The ocular cells in contest here are deemed "magno cells" and detect rapid movements in our visual field, creating the movie-like perception we experience on a daily basis. Without these, life would look like a disconnected string of frames - much like a comic book. In a test conducted by the researchers, it was found that individuals with difficulty in mathematics also showed difficulty in tracking the randomized movement of a dot on a screen with their eyes, elucidating a link between eye function efficiency, detection of rapid changes in the environment and learning ability.
In a greater context, this finding may have implications in special education and may change the mindset of those working with individuals with additional learning needs. With this new information, learning disability can be combated from the angle of visual field perception.

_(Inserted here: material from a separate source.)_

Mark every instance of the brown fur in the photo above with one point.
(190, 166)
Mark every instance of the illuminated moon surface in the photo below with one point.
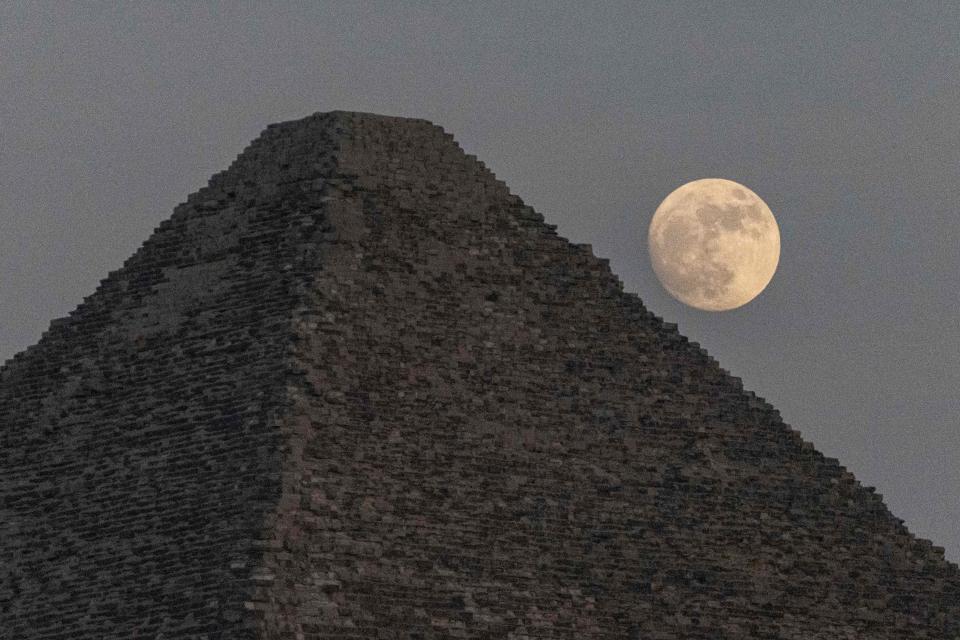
(714, 244)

Techniques aiming to strengthen visual perception and eye efficiency (such as eye movement and tracking exercises) could act as a therapy for learning or motor disability previously thought to be localized in the brain itself.

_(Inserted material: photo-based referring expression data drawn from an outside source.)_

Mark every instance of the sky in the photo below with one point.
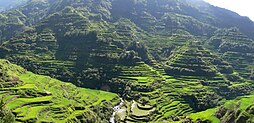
(242, 7)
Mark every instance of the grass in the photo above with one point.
(42, 98)
(206, 115)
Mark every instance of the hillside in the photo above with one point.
(37, 98)
(169, 60)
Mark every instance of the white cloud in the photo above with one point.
(242, 7)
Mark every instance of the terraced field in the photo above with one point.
(171, 93)
(36, 98)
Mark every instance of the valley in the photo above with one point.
(125, 61)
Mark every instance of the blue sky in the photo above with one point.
(242, 7)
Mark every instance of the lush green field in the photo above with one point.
(37, 98)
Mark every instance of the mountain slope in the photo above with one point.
(167, 59)
(36, 98)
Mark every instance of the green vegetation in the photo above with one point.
(37, 98)
(169, 60)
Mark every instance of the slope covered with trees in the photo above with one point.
(169, 60)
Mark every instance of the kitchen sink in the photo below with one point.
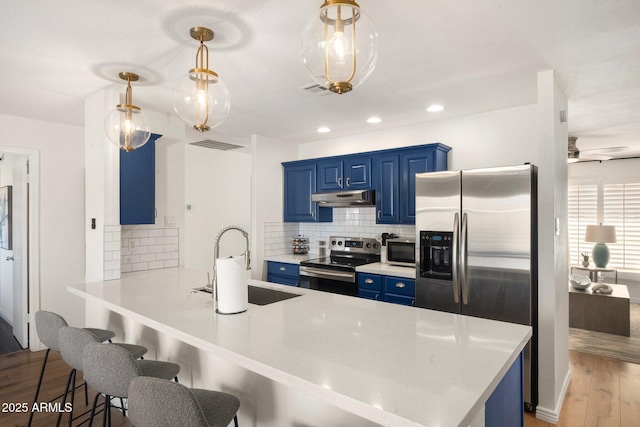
(262, 296)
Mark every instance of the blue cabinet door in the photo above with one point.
(299, 184)
(505, 406)
(357, 173)
(387, 189)
(411, 164)
(330, 173)
(138, 184)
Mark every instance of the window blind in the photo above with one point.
(622, 209)
(582, 210)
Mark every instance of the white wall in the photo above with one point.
(267, 199)
(6, 267)
(62, 260)
(497, 138)
(218, 187)
(552, 247)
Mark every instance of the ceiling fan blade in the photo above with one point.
(594, 156)
(606, 149)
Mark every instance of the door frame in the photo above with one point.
(33, 267)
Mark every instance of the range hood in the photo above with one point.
(345, 198)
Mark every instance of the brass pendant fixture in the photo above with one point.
(201, 99)
(126, 125)
(339, 45)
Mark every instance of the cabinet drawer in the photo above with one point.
(371, 282)
(365, 293)
(399, 299)
(283, 269)
(400, 285)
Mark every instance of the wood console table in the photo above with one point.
(600, 312)
(593, 271)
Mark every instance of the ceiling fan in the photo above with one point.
(574, 154)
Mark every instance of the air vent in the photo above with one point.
(215, 145)
(316, 89)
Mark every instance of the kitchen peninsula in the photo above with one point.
(392, 365)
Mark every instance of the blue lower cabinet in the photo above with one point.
(399, 290)
(505, 406)
(370, 286)
(283, 273)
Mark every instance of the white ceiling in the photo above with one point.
(469, 56)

Source: Science Daily via The Norwegian University of Science and Technology
Stressed? It may be in your genes…
With finals around the corner, the stress factor on campus is bound to rise in the next few weeks. Individual students have their own way of coping with stress, such as TV, video games, music, power naps at Mugar Library (the cubbies are quite comfortable) or a marathon visit to FitRec. Regardless of the method, all aim to reduce the anxiety of coming exams.
Stress also has a neurophysiological effect that decreases rates of neuroplasticity (the ability for the brain to "rewire" itself) in the hippocampus - an area believed to be a center of learning and memory. Additionally, new research suggests that there is a genetic basis for stress effects on the brain connected to a protein called brain derived neurotrophic factor (BDNF). In a joint study conducted by Rockefeller University and Weill Cornell Medical College researchers, it was found that mice with inadequate BDNF expression had brains that looked similar to those of mice exposed to chronic stress over a long period of time. These mice were not exposed to chronic stress, yet they still showed decreased rates of neuroplasticity in the hippocampus - a characteristic of stressed brains.
It seems that stress is a product of our environment as well as our genes. At this point, research on BDNF is just beginning. However, this research might open doors to the treatment of chronic stress disorders on the genetic and physiological level without the use of controversial psychotropic drugs.